Ms. Gulsara Alieva, Gender expert, Colonel (Retired), Kyrgyzstan
I am a retired police colonel and I have been responsible for gender issues in the Ministry of Interior Affairs in Kyrgyzstan. It is important that there is equal participation of women in law enforcement agencies because otherwise we will have problems communicating with the population. For example, women who are raped feel more comfortable speaking to women police officers. After the ethnic conflict between Kyrgyz and Uzbeks [in southern Kyrgyzstan] in 2010, women got involved in inter-ethnic initiatives. They started cooking and baking together. Women should be present in policy making and decision-making to prevent and resolve conflicts. Violent extremism is also on the rise in Kyrgyzstan and more women are recruited to fight in Syria. When you look at the kinds of women that are recruited, you see that they are mostly marginalized women; women who were raped, married off at an early age, women who don’t have opportunities. Now we need to think about empowering solutions for women so that they don’t join these extremist groups.

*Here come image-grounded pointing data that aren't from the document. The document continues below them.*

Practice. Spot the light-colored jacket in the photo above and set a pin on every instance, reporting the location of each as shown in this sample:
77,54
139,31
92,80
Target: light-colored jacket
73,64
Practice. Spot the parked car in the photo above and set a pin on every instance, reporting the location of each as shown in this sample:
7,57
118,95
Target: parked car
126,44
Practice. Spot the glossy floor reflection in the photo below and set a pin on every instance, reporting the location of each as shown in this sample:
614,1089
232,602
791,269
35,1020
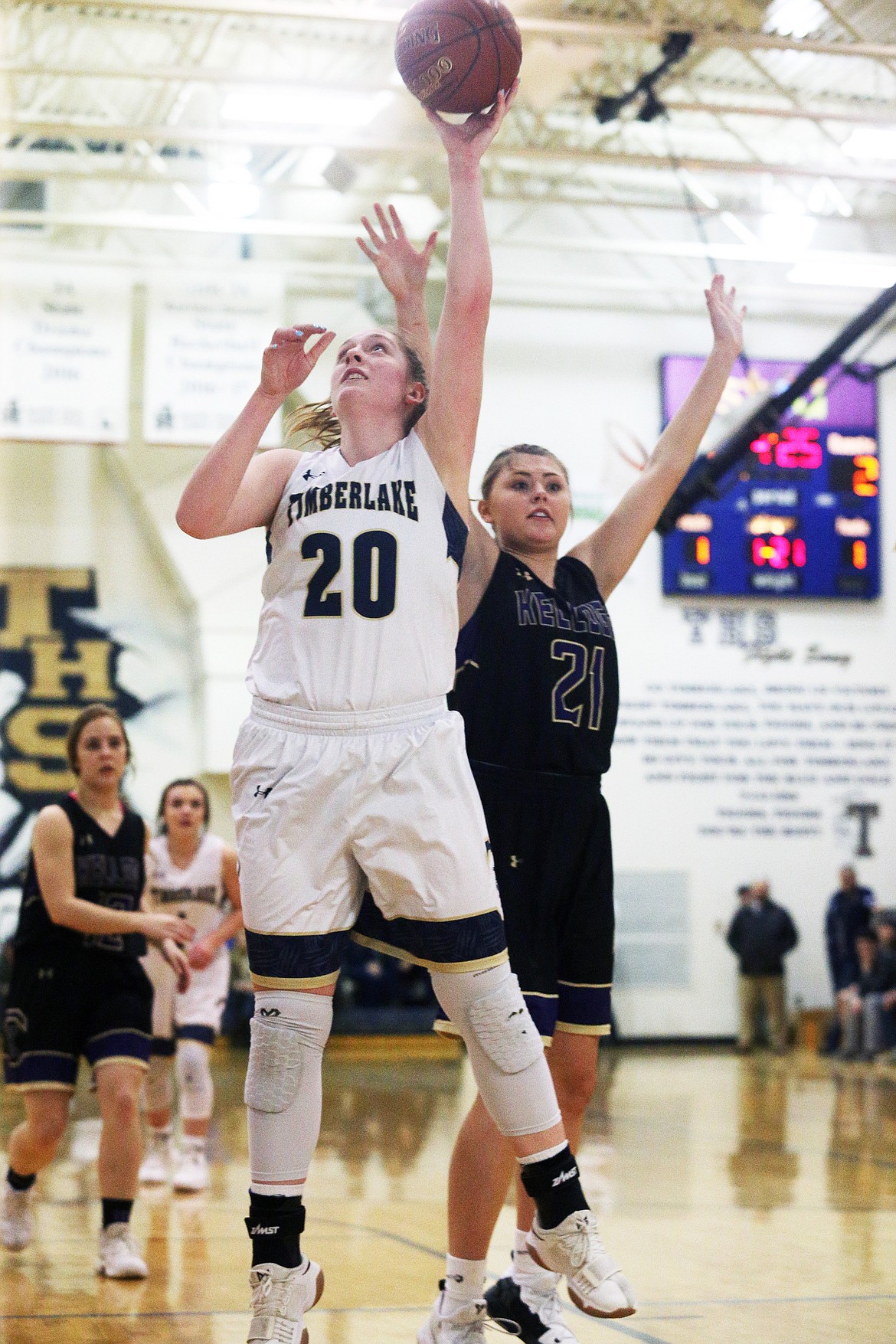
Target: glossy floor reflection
748,1201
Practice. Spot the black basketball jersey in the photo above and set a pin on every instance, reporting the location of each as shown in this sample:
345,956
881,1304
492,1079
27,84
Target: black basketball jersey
538,680
109,871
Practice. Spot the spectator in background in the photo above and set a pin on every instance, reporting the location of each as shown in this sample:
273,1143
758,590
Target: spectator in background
849,913
760,936
869,1025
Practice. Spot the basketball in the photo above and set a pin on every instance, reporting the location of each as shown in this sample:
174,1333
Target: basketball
456,55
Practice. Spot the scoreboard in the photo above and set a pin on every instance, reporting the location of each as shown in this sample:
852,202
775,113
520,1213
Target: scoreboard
800,515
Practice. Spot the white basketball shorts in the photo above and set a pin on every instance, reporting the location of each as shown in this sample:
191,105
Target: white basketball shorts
194,1015
365,824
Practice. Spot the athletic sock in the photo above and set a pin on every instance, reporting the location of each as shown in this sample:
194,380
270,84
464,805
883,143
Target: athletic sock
18,1182
555,1187
276,1223
116,1212
464,1280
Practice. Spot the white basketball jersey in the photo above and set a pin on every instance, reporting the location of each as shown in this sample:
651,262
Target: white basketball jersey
198,891
360,592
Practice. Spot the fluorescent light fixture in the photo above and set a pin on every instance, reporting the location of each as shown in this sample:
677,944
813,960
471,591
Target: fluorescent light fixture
789,233
304,106
852,274
826,195
871,142
796,18
420,214
234,199
737,229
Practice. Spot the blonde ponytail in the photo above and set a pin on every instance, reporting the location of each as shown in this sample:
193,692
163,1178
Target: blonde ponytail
313,422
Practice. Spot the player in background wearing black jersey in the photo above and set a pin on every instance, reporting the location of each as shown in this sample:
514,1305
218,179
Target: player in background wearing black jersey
538,688
78,987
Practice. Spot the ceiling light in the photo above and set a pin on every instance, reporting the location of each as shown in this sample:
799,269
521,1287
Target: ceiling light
853,274
234,199
737,229
826,197
420,214
789,233
796,18
304,106
871,142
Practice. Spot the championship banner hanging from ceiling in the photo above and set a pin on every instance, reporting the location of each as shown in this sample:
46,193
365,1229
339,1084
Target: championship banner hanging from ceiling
204,342
65,354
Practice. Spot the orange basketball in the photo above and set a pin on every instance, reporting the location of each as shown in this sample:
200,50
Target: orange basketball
456,55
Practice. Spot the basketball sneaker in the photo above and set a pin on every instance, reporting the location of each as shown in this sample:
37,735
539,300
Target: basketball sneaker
155,1168
16,1219
280,1301
575,1251
191,1172
119,1253
454,1323
532,1311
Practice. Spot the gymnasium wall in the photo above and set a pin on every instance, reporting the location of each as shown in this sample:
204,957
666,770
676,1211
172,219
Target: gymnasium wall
694,815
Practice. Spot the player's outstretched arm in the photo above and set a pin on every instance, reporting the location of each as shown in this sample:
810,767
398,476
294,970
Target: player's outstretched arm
402,269
231,489
456,382
612,548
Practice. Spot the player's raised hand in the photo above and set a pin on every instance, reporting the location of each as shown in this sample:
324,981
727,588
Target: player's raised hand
727,320
401,267
468,140
176,959
289,359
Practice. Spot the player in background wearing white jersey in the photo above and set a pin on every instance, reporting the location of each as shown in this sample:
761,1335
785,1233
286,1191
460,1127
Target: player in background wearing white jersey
355,806
195,874
539,765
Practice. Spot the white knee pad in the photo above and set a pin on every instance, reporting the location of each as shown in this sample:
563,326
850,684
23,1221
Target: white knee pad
158,1091
289,1031
504,1046
194,1080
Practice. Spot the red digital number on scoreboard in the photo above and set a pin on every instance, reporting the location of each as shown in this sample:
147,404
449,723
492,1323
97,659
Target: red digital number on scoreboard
780,553
796,445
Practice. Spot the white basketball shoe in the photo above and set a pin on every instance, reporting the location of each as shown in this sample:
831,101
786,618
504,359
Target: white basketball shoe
191,1172
119,1254
280,1301
16,1218
155,1168
454,1323
574,1249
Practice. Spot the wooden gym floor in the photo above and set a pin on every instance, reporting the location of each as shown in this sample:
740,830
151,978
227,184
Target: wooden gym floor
748,1201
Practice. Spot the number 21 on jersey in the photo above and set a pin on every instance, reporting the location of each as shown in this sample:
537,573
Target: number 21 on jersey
578,667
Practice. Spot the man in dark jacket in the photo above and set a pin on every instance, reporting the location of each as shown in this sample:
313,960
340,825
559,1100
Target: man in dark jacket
760,936
849,913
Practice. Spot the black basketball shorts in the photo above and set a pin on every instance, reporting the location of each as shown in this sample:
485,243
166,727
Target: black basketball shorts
62,1006
550,838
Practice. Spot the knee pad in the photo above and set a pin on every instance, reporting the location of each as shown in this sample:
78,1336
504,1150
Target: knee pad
194,1080
505,1050
289,1031
158,1091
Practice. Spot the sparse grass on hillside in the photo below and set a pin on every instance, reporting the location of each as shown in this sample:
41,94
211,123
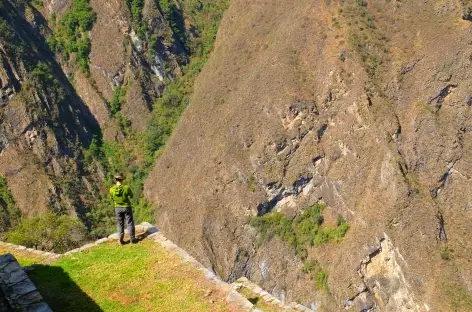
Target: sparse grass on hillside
365,38
305,229
458,296
115,278
136,155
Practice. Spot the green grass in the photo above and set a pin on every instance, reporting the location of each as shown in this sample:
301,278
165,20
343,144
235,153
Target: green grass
24,258
109,277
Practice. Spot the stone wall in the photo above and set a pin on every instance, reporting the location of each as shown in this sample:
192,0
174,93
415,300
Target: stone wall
17,292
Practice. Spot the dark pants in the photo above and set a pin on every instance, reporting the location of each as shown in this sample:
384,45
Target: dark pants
121,214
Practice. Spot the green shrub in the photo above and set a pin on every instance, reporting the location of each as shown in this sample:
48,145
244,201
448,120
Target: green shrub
44,79
136,8
316,273
364,37
71,35
305,229
49,232
9,213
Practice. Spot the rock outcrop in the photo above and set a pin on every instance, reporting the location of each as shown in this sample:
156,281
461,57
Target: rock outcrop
364,105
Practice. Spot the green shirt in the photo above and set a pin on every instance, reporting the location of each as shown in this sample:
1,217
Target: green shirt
121,194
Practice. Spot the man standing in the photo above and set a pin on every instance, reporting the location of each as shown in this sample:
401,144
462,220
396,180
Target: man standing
121,195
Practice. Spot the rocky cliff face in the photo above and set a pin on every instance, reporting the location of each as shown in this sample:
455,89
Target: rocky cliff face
53,102
364,105
43,123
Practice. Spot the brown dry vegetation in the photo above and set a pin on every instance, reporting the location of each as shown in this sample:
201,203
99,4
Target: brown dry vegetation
382,134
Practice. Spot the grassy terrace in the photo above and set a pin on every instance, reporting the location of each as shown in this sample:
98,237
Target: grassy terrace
109,277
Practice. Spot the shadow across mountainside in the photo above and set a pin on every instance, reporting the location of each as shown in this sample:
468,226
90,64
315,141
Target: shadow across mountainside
60,291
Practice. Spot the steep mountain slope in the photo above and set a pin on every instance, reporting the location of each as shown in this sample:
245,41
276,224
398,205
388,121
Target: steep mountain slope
43,123
108,81
364,105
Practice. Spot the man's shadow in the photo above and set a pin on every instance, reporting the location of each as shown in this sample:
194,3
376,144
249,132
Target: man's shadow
59,291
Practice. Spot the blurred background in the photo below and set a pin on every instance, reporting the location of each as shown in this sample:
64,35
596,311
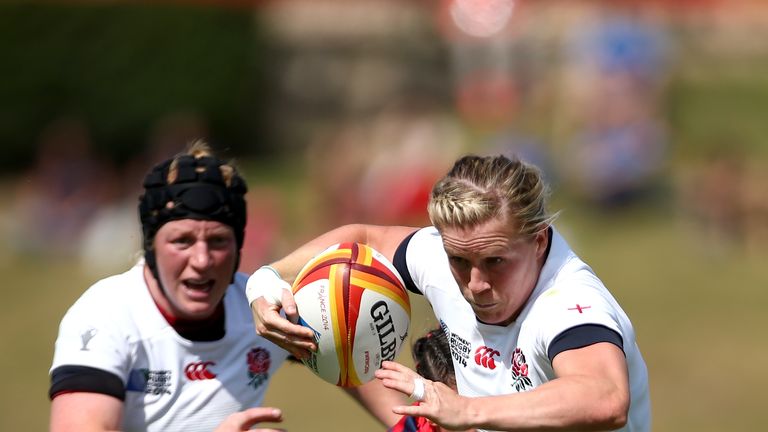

Prof. Nüket Sirman, member of the Women’s Initiative for Peace, Turkey
Women’s participation in peace and security processes is extremely important because most of the time what they have to live through remains invisible. Women experience incredible proportions of violence during war. When both sides cannot attack each other, they start attacking women. Women know first-hand the suffering experienced on the ground during conflict so they want peace more than men. Women’s participation in post-conflict processes add a level of practicality because when they make a suggestion, it is usually something feasible. They speak from experiencing the reality of war on the ground, they don’t speak about theories. In Turkey, women has been doing a lot to stop the escalation of armed conflict. Most of the peace activists in Turkey are women. I also observe that if the post-conflict negotiations address women’s needs and requests, then they really work hard to make them a success.